Thursday, November 25, 2010

A Thanksgiving Tale

Once upon a time there was a woman. She had a mother, a father, sisters, a husband and a little girl and a huge extended family. She loved all of these people most dearly, especially the little girl and the little boy she would have a few years later.

Because there were so many aunts, uncles, cousins and a special grandmother, everyone got together for every holiday. At Thanksgiving, there was so much chatter, the wonderful smells of a feast being prepared, the shouts of children playing and it was a picture worthy of Norman Rockwell.

The woman smiled and hugged and held conversations and helped fix the food and behaved as if everything were perfectly normal. She had a hard time understanding why she felt such a hard knot of sadness inside herself. After all, she had moved on, married, had children she could keep and raise and had the approval of her family. So why was it always lacking something? Why was there the feeling that there was something missing? They told her it would get better, that she would forget.

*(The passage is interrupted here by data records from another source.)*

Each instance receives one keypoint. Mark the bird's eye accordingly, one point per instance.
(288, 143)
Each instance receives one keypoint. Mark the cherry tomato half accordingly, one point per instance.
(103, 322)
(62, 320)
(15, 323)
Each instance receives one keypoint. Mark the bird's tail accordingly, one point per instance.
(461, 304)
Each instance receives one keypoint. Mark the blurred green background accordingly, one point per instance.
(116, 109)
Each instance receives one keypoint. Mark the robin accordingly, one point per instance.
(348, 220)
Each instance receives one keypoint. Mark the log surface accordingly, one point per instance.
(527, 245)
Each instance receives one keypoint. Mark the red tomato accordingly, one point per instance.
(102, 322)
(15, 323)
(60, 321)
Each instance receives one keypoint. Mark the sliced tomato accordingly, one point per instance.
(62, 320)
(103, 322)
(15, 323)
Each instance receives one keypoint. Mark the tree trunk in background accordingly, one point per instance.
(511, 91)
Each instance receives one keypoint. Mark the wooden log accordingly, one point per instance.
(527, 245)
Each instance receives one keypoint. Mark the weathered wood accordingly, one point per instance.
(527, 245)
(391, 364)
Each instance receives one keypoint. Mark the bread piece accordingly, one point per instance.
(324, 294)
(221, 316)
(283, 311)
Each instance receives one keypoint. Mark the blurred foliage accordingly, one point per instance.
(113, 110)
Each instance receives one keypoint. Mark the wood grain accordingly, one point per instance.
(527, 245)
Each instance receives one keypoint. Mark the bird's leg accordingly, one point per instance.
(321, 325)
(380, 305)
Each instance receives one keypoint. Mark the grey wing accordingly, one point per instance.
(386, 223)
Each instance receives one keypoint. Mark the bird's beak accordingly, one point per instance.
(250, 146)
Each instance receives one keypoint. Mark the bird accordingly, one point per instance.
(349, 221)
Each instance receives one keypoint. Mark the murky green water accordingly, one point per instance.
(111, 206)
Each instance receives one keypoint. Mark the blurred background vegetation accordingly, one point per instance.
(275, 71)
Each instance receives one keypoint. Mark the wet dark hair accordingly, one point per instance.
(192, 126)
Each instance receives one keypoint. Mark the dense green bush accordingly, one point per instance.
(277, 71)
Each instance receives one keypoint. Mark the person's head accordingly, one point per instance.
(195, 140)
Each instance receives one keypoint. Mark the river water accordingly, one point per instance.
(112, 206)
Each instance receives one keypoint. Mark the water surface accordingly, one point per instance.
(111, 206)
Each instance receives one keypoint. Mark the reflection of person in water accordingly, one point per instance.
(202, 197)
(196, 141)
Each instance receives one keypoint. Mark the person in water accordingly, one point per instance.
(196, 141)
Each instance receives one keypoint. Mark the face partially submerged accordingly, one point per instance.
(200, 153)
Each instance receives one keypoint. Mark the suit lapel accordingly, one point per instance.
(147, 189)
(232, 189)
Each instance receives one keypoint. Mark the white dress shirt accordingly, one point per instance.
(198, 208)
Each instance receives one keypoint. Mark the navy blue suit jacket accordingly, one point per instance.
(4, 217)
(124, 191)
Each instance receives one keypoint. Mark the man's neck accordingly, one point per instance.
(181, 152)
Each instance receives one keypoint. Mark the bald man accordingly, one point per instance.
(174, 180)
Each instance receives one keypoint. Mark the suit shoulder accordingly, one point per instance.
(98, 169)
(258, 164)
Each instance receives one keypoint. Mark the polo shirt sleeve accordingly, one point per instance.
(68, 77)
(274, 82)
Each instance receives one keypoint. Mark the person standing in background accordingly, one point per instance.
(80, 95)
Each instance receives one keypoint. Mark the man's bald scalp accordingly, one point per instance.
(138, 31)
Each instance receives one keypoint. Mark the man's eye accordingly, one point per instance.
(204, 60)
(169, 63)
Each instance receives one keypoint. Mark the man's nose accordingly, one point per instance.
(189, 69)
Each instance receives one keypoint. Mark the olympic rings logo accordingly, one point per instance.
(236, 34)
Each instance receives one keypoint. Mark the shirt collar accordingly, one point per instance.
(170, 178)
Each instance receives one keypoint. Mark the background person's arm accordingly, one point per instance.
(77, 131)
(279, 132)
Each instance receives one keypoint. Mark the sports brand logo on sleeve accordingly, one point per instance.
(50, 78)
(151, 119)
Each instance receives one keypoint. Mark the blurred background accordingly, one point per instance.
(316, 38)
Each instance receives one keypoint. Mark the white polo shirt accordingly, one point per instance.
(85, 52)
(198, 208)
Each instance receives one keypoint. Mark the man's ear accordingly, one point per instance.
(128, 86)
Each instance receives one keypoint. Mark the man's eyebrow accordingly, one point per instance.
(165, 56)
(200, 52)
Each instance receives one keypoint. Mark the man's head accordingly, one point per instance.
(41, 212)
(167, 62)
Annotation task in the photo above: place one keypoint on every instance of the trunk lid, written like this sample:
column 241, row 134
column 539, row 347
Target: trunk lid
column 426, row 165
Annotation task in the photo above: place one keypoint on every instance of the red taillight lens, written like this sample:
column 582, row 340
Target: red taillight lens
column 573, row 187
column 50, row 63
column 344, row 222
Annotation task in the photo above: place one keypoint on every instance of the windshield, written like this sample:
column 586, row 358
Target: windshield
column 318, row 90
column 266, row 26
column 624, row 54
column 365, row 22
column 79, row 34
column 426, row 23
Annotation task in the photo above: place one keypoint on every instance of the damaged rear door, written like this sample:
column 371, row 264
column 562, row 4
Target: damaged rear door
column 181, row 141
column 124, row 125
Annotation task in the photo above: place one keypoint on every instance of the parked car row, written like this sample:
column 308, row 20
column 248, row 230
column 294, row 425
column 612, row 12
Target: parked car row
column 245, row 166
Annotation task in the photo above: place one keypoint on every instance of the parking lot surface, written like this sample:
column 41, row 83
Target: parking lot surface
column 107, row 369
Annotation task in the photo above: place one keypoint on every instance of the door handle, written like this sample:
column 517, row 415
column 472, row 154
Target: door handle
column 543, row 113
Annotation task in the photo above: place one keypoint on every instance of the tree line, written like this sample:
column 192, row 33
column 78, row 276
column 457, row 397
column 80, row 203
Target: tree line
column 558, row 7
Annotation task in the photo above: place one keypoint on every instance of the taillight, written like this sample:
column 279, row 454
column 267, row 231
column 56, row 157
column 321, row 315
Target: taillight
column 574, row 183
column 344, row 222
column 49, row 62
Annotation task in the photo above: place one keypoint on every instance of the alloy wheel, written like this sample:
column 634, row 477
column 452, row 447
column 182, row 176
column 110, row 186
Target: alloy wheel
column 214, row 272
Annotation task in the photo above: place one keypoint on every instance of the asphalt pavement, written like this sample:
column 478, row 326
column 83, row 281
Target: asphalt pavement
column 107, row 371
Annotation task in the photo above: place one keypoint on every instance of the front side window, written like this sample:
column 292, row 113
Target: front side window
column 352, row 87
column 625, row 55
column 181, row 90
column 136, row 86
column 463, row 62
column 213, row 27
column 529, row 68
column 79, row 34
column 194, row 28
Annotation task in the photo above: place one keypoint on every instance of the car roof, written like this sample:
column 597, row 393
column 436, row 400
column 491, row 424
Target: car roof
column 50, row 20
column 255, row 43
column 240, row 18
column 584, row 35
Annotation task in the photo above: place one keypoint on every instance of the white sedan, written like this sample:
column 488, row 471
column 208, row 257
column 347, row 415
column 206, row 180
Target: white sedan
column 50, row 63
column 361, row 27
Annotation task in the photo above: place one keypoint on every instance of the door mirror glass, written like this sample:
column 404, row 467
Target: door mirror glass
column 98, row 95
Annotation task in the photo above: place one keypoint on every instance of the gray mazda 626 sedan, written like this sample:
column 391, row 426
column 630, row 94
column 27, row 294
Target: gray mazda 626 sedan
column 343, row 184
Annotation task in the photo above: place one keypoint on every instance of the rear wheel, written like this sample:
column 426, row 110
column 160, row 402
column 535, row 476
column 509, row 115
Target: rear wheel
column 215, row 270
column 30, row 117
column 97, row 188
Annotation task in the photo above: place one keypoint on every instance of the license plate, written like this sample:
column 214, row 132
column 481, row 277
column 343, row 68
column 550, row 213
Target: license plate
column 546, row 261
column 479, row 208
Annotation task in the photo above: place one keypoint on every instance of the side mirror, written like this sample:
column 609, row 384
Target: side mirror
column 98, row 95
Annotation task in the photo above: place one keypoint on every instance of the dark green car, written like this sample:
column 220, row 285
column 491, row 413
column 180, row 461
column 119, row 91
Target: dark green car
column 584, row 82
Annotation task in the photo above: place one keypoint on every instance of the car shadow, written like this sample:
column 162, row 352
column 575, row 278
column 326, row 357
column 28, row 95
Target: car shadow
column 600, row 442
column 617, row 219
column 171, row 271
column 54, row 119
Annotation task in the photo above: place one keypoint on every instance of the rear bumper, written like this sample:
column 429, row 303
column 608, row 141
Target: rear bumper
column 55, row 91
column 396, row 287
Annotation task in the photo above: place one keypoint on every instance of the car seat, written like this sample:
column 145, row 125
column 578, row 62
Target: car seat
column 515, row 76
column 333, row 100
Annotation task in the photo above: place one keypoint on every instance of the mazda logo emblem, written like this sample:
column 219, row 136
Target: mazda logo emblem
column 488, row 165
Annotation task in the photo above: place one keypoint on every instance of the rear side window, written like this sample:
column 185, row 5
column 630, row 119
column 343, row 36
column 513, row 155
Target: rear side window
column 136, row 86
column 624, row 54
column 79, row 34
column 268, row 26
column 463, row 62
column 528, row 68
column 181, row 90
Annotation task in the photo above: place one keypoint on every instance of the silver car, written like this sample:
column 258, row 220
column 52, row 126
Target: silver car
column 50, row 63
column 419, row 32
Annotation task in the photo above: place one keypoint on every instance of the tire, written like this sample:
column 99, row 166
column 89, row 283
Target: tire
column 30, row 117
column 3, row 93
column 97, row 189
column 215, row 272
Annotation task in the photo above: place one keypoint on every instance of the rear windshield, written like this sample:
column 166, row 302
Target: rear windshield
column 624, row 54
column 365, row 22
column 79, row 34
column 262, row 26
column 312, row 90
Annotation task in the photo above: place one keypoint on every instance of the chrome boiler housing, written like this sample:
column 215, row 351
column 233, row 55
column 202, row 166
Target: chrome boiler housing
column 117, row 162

So she tried to do just that. She pushed it all so far down inside herself that she wasn't even really aware of anything except that the edges were off the holiday joy and the champagne of celebration tasted a bit flat. Emotionally, she was like a mouth after a visit to the dentist...partially anesthetized. She stuffed food into that empty hole but it never was filled.

It took years for what was buried to emerge and to be recognized for what it was....grief. For all the normality of the family holiday gatherings, something very abnormal had happened to the woman and it would affect her for the rest of her life. There was abundant love in her for many children and she loved both her raised children very, very much, for who they were. But she also loved two other children and they were not with her, were taken from her and she didn't know where they were or how they were or if they were even still alive. But her mother's heart bled and ached most heavily when there were family events and there were two family members missing. For the sake of the children she was raising, she acted happy and content.

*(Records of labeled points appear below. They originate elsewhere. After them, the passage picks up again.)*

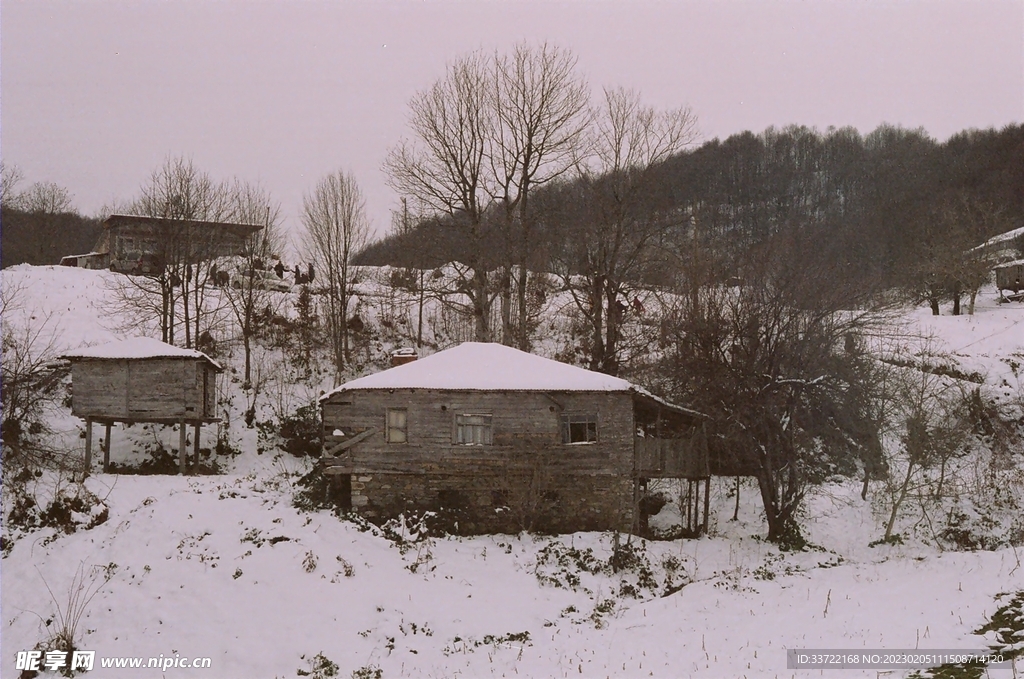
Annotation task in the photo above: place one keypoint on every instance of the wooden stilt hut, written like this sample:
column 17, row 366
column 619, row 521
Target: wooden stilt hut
column 142, row 380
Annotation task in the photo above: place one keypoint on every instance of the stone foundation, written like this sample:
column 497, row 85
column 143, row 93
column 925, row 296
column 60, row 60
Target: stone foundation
column 566, row 503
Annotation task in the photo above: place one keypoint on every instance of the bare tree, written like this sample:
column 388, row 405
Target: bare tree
column 180, row 192
column 10, row 176
column 247, row 295
column 542, row 111
column 334, row 216
column 30, row 380
column 445, row 171
column 778, row 367
column 45, row 198
column 620, row 218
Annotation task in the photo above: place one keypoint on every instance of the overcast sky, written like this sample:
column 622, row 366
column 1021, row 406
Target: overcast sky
column 95, row 95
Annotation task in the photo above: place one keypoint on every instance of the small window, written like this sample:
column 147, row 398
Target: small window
column 473, row 429
column 579, row 428
column 397, row 425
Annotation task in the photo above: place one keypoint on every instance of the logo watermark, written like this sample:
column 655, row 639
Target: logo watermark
column 85, row 661
column 879, row 659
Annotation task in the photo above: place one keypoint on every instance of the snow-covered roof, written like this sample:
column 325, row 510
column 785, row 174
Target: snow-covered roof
column 138, row 347
column 489, row 367
column 1016, row 262
column 1001, row 238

When someone in a family is lost, there is grieving to be done, but the woman was not allowed to grieve openly and receive comfort. When she reunited with her two lost children, she finally gave voice to her mourning and it was heard. That was when she realized that, behind that Norman Rockwell picture of her family gathered at the table, was an 800-pound gorilla being ignored by everyone. In the living room, where the parades and football games played on, an elephant sat square in the middle, also ignored. It was as if, to the rest of her clan, her two lost babies didn't exist.

Today, turkeys will be roasted, pies will be baked and families will exchange hugs and kisses and it will be a very pretty picture, worthy of a painting. But one wonders how many women will sit at those feast-laden tables feeling that sadness and incompleteness? I pray that there will come a day when no woman will feel that way.

The End.

5 comments:

Unknown said...

Robin,
Thank you for putting the words to the feeling I have felt for decades! I always loved the holidays, the gathering of kin and clan, the love, the food. But, since losing my son, the holidays were simply to be endured. I didn't really like Thanksgiving, Christmas and New Year's was not a time for reflection, but always, always, always the time to start anew, better. Only the optimistic promise of the New Year quickly soured to yet another day to be endured...

Susie said...

Yes, that is my story too. The sadness of loss underlies every family celebration. One I endured alone, until reunion. Now there are a few who understand, but it is still the elephant in the room.

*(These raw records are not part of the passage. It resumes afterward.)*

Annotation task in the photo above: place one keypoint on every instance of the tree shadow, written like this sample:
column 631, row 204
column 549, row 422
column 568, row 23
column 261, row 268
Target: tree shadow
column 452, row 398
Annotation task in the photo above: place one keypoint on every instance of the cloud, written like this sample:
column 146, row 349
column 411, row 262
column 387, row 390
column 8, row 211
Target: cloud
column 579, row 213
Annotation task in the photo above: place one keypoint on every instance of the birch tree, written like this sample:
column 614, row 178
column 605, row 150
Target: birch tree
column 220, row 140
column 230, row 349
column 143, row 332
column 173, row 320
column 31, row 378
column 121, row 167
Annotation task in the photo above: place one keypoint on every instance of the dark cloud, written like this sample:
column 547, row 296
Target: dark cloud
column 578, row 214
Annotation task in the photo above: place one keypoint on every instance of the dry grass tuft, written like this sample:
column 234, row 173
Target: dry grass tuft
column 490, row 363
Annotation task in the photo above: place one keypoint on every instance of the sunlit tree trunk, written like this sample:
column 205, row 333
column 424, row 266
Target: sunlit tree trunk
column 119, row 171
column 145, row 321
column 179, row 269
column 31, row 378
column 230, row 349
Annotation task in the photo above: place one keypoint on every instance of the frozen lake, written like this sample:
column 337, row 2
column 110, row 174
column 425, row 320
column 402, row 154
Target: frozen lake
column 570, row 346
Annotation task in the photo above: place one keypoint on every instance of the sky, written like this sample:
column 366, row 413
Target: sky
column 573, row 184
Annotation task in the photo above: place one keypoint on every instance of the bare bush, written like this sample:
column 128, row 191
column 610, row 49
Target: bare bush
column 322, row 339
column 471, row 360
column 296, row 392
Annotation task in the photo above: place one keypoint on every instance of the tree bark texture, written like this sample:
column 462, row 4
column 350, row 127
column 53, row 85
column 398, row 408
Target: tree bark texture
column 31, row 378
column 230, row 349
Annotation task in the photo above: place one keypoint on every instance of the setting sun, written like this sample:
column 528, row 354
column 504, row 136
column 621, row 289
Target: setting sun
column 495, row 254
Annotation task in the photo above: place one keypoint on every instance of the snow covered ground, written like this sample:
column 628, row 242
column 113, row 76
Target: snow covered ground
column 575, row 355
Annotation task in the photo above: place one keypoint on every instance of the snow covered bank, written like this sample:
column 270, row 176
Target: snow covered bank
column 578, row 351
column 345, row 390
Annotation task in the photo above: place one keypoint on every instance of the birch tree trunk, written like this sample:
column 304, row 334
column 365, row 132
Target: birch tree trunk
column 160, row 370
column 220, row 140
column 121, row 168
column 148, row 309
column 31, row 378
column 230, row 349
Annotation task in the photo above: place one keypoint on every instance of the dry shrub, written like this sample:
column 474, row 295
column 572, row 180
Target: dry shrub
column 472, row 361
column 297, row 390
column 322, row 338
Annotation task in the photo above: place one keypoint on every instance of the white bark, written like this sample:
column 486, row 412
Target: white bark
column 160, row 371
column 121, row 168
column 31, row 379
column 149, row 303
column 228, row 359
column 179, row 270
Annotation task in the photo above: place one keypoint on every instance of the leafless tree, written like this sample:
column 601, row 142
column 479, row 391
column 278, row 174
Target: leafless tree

I also pray for the day that no woman has to feel this way...

Susie

Anonymous said...

So much truth in your words, Robin. Enduring with a smile on our face and scar on our heart. Looking back, I think I lived as though the world was flat (it certainly felt that way). If I strayed too far from the very narrow life, thoughts, feelings I allowed myself to have, I would have fallen into an abyss.

Carol

Carlynne Hershberger, CPSA said...

Yep, that was me. And my daughter was always in the back of my mind, a faceless child at the dinner table or opening presents or blowing out candles. The idea of her was always there, that thread of connection still there and felt by me but no one else.

Anonymous said...

Robin,

This is my story too the loss scarred my heart. Only after
reuniting was I able to grieve the loss. Of course no one
cares or understands unless it is another mother. They get
It and understand the grief. While everyone loves the holidays myself included I still even after reunion shed tears
from the loss. Seeing my son's face and hearing his voice
has helped knowing he survived being raised by strangers.
26 years is hell on earth after giving birth and never seeing or holding my baby I am still trying to understand why another woman deserved my baby? She was in a marriage to a man her fathers age, divorced soon after acquiring two newborns what made her the better person to raise my son
she turned out to be a single woman raisng two adopted boys until she found her boss who was her dads age. My son would have been so much better off with me and would have had a mother that was home when he came home and he would have had his mom at his sporting events. The important things to a child but that ring made the difference between her and I what a pitiful situation adoption creates a faux situation.